In terzo luogo perché nessuna madre imporrebbe sacrifici solo ai figli, salvaguardando i propri privilegi, come ha fatto il palazzo. Una madre sa che risultati duraturi possono essere raggiunti solo con il buon esempio, adottando comportamenti esemplari che possono rendere meno gravosa la disciplina imposta agli altri. Una madre sa che, se adeguatamente motivati e responsabilizzati, anche i familiari più egoisti sono disposti a dare il proprio contributo, pur brontolando. Valga per tutti l’ultimo esempio, riferito alle politiche sociali: il Governo prima taglia le risorse destinate alla famiglia (25 milioni per il 2011, contro gli oltre 300 nel 2008) e poi decide di tenerle tutte per sé, tenuto conto della loro esiguità!

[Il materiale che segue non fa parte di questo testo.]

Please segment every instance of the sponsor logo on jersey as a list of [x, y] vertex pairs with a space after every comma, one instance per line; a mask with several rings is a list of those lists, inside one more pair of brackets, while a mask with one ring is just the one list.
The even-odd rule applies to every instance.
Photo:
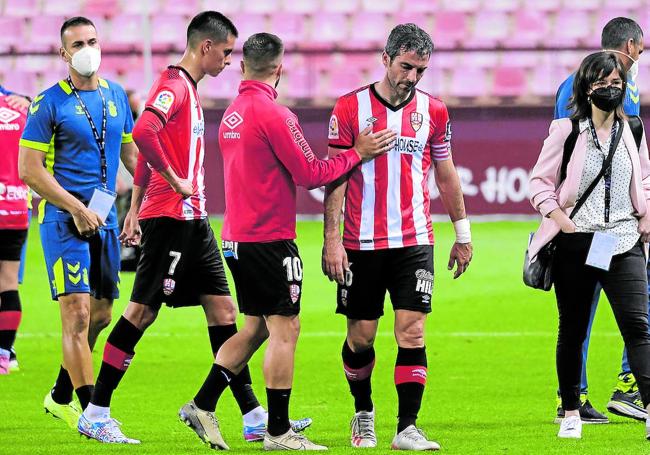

E così i sacrifici sono solo delle Regioni e degli Enti locali.

Infine, perché la manovra rischia di produrre effetti indiretti devastanti: il robusto ragazzo sportivo mangerà fuori casa merendine ipercaloriche, vanificando gli sforzi in termini di risparmio e di corretta alimentazione. È questo il caso del ticket di 10 euro che produce effetti distorsivi a favore del settore privato, rendendo, per molte prestazioni, più costoso accedere al servizio pubblico che rivolgersi ai laboratori privati (leggi). La manovra ipotizza infatti che da questo derivi un aumento delle entrate da ticket, senza rendersi conto che in realtà produce solo un drastico calo dell’attività pubblica e di conseguenza anche delle entrate. Non solo; verrà meno ogni obiettivo di appropriatezza nel consumo di prestazioni, posto che il privato non ha interesse a limitare l’attività alle sole prestazioni effettivamente utili, e aumenterà il ricorso a prestazioni (esempio il day hospital) più complesse e costose per le casse del Ssn. E i livelli di assistenza saranno di fatto ridotti, a dispetto di ogni tutela costituzionale.